Она опять взялась за мешалку.
Дождь, казалось, усиливался. Монотонно-тоскливо барабанил он в стекла. Слышалось, как скрипела запоздалая телега, шлепала по грязи лошадь и кто-то ругался. Марья встала босыми ногами на припечек и вскричала:
— Матушка! Взошло тесто-то... так и выпирает!
Попадья занялась тестом.
—Матушка!—просительно говорил казак,—что же мне делать-то? На большую дорогу теперь идти? Больше просить не у кого, всю крепость обегал! Выручи! Хрчста-ради прошу!
— Вот ты Христа-ради просишь! — сказала попадья, — а подай тебе краюху хлеба, ты носом фыркнешь!
— Чего же мне с краюхой-то делать!
— То-то! Все вы так-то! Христа-ради просишь, так хлеба отрежу. А в долг... к другим ступай!
Еремеев больше не вынес.
—Прощенья просим! — сказал он и вышел за дверь. Но затворяя дверь, не выдержал: гнев вырвался у него горьким словом, которое услыхала попадья.
— Длинногривые!
Выйдя на улицу, Еремеев с силой захлопнул калитку. Как у затравленного волка, в груди его, под серым чапаном и грязной рубахой, загорелось чувство, до сих пор неиспытанное, чувство протеста, страстного, гневного, отчаянного. Этот протест выразился в граде самых циничных ругательств, которые Еремеев шептал со страстной ненавистью с побелевшими губами, в то время как, полный злобы, взгляд его блуждал с предмета на предмет, пробегал по серому небу, по грязной улице, по черным хатам.

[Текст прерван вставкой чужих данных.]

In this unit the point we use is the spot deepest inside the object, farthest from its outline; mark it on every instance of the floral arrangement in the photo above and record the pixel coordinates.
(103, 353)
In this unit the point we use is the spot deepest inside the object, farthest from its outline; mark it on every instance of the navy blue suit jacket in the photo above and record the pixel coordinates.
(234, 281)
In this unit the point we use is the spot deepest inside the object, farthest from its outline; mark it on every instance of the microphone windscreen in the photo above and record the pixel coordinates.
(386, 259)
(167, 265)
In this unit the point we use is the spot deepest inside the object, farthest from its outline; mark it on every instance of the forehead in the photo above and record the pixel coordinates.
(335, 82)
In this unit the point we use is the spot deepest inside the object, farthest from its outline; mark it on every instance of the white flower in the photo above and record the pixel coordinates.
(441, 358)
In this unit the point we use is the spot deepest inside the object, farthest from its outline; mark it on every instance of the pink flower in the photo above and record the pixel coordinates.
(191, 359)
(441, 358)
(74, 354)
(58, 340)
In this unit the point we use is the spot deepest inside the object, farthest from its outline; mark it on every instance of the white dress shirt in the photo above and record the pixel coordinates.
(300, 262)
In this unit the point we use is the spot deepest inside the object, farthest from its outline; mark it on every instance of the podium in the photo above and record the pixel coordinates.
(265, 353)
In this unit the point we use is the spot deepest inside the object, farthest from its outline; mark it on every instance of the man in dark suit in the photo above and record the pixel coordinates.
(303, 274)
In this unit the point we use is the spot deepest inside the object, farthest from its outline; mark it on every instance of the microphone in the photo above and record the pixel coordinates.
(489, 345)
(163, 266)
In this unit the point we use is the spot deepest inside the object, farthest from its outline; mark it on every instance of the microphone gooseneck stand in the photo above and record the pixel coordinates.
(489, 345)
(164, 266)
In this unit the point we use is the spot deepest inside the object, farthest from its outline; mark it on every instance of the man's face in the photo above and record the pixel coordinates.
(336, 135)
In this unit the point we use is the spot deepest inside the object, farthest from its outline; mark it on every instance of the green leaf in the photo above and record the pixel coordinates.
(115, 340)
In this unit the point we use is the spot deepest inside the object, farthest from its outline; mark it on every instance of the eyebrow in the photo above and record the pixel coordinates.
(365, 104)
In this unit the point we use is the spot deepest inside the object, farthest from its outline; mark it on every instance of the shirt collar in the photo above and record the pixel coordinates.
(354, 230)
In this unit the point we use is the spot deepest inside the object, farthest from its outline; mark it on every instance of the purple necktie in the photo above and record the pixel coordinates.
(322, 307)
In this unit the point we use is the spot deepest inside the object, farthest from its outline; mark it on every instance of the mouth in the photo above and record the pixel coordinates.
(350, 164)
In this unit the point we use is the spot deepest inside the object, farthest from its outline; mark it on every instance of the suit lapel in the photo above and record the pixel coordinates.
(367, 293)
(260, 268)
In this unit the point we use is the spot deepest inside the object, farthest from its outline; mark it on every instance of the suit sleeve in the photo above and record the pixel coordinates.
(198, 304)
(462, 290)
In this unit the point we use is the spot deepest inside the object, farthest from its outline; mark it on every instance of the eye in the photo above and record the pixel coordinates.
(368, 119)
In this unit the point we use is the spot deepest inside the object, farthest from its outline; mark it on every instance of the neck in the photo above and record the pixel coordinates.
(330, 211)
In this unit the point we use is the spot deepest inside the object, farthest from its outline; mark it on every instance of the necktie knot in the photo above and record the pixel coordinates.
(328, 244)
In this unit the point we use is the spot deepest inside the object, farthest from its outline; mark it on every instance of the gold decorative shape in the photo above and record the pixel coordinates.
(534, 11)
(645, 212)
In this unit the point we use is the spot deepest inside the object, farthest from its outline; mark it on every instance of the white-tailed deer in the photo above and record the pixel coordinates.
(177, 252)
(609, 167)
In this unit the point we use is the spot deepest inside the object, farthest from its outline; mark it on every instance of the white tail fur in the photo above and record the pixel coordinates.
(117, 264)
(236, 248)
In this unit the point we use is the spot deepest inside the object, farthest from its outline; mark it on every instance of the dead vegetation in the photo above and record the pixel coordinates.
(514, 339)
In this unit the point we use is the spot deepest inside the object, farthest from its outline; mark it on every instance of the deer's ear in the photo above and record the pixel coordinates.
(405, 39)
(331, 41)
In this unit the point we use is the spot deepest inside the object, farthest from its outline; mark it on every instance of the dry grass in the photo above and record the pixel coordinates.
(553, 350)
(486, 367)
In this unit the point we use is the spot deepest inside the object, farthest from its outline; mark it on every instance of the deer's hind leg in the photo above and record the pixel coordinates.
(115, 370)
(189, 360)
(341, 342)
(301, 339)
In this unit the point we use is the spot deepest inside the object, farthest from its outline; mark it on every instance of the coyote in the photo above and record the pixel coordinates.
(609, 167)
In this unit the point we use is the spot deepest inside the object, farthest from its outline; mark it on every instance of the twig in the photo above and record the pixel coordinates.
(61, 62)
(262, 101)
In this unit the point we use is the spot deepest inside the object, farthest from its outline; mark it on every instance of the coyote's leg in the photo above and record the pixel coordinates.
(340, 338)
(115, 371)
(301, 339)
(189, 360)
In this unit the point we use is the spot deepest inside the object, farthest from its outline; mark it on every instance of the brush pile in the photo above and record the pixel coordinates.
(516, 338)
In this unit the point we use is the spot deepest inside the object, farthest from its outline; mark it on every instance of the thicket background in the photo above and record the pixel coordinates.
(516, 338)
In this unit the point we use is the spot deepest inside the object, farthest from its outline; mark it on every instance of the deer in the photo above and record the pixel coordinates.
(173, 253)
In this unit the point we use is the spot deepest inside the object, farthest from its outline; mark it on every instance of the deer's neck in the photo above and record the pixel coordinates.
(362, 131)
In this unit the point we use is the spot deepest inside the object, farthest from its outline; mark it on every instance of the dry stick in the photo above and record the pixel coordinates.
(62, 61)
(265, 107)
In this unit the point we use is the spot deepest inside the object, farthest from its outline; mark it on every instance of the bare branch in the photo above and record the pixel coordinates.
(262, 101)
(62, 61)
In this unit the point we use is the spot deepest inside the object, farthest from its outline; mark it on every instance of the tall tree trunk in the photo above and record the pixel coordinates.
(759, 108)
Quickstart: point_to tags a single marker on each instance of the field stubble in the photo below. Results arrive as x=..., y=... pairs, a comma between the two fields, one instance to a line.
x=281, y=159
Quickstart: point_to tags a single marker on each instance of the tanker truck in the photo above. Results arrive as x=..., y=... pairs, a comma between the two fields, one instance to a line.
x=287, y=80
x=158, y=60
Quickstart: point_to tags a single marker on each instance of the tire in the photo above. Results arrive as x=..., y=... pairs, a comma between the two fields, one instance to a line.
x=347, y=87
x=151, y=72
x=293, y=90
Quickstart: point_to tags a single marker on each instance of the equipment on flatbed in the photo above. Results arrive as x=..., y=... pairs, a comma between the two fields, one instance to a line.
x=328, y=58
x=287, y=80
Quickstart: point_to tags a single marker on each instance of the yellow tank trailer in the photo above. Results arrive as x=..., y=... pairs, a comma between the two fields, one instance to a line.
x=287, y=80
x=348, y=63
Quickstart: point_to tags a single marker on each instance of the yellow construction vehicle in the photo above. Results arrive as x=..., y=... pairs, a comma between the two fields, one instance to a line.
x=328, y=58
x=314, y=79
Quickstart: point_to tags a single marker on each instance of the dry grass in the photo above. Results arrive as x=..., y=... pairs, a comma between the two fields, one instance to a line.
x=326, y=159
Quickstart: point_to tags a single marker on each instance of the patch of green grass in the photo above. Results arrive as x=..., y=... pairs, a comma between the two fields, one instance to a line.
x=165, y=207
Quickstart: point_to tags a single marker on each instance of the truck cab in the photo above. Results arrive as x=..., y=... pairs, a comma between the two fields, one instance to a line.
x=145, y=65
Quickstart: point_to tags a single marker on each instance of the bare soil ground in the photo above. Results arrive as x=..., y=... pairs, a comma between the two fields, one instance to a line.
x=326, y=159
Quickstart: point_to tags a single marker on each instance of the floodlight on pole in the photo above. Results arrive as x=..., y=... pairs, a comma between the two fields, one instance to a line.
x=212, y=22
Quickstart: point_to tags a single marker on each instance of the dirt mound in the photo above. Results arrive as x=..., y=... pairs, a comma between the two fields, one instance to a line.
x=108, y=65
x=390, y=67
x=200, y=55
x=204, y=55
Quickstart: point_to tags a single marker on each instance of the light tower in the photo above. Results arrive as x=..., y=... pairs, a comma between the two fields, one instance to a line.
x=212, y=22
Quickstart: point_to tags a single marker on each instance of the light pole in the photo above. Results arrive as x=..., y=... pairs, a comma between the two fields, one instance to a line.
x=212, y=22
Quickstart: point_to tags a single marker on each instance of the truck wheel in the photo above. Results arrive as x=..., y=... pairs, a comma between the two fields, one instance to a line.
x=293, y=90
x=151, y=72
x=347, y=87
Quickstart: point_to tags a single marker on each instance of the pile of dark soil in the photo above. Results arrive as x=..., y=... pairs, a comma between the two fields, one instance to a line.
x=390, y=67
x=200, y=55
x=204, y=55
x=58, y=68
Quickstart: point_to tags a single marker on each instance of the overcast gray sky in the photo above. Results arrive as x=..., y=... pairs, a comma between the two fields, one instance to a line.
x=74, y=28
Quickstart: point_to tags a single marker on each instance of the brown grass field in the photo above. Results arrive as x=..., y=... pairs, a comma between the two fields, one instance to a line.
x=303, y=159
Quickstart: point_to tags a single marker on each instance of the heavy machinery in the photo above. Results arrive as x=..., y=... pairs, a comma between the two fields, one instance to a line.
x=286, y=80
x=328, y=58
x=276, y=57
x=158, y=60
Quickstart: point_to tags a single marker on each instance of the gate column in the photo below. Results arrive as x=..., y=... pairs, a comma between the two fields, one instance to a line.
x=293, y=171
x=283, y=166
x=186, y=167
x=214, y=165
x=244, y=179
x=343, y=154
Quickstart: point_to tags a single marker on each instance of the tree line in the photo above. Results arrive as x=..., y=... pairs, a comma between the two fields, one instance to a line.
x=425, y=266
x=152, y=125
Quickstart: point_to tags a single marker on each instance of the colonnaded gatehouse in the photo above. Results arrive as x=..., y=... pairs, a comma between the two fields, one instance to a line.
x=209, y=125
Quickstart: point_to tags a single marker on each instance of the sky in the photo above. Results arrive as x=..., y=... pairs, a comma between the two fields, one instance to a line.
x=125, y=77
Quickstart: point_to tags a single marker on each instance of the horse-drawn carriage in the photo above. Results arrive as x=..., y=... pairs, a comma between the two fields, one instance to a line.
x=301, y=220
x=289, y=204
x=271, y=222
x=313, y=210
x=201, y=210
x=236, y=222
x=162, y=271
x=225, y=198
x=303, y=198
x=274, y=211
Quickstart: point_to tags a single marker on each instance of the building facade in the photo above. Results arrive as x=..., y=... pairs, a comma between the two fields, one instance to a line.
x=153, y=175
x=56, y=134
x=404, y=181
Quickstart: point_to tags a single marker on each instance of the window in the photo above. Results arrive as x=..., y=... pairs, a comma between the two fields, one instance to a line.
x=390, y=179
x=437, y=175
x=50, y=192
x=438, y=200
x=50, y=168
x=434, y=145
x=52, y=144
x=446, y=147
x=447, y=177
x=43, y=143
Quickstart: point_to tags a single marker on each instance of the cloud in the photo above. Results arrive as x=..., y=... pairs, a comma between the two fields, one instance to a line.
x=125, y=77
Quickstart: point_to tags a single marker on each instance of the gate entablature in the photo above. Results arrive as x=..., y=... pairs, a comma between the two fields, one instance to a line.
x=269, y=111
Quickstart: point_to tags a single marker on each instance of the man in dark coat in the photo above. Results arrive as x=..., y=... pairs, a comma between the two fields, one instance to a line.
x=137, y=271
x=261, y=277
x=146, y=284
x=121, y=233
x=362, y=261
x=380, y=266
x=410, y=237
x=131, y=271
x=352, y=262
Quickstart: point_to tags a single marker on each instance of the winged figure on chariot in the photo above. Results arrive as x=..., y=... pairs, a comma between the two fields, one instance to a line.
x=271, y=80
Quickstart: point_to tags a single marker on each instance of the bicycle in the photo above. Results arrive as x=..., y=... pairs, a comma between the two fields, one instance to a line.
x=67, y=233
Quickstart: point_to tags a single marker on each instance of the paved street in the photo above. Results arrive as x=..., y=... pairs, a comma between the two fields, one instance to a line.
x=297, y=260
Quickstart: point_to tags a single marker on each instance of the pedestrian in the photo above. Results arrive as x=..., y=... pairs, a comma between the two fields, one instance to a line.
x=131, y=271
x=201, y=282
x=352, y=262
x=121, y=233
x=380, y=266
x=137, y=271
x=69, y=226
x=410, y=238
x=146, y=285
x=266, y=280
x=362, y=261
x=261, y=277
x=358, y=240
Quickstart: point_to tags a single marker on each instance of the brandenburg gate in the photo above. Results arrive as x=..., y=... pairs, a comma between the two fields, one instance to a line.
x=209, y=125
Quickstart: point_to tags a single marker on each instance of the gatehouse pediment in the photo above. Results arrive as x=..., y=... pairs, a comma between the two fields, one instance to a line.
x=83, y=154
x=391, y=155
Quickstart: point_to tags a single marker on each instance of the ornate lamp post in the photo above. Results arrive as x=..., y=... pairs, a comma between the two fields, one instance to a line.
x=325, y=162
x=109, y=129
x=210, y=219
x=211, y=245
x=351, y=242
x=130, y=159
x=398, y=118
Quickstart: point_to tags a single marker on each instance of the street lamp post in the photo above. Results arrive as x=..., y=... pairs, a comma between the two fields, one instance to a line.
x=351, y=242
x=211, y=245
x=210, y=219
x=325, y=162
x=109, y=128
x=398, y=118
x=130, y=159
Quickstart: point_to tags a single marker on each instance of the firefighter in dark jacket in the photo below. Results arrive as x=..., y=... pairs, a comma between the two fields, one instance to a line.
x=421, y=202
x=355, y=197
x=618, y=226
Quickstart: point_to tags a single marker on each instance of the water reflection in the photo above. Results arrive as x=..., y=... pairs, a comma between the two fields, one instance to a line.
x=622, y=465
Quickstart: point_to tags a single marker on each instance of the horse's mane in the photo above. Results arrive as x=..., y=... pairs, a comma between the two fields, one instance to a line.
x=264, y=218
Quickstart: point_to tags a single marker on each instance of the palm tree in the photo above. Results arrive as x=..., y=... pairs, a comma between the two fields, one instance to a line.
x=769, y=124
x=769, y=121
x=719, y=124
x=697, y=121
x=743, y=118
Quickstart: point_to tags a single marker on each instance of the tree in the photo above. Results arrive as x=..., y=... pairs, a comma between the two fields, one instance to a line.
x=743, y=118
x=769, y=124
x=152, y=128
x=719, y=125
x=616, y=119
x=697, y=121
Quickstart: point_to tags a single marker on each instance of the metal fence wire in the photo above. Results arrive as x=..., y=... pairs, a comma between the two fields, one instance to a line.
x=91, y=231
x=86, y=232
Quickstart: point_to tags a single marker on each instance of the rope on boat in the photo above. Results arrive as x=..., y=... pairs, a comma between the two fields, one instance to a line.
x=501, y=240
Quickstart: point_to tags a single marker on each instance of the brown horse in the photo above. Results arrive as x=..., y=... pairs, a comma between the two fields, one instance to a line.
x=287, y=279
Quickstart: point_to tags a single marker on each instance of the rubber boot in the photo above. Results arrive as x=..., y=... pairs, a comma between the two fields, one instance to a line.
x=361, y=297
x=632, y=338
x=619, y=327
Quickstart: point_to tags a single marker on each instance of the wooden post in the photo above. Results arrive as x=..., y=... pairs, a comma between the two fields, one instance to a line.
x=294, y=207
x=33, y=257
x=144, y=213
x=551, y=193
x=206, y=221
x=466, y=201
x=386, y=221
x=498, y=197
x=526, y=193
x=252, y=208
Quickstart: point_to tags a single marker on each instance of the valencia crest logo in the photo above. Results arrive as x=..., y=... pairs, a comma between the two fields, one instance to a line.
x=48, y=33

— Хоть бы чорту душу продать! — прошептал он.
Он медленно шел к своей раскрытой хате, не разбирая дороги, и представлял, как мечется в кори Анютка, и с каким лицом встретит его жена. Вдруг он решитсльно повернул назад и прошел в глухой переулок за поповским домом. Он не сознавал еще ясно, куда идет, но шел не размышляя, не колеблясь, как будто повинуясь вдруг восставшему в душе представлению, услужливо подсказанному памятью и безраздельно овладевшему мозгом. Никто не попадался ему навстречу. Тьма густою пеленой одевала землю. Он осторожно скользил вдоль плетней, инстинктивно стараясь не сделать шума. Дождь то переставал, то вновь принимался идти с удвоенной силой. Еремеев дошел до конца околицы. Перед ним расстилалось поле, покрытое мраком и объятое мертвящей тишиной. На секунду он приостановился, обернулся к поселку, на минуту как будто задумался, но вдруг в новом приступе отчаяния почти закричал:
— Проклятые! Прокляты будьте отныне и до века! Затравили меня!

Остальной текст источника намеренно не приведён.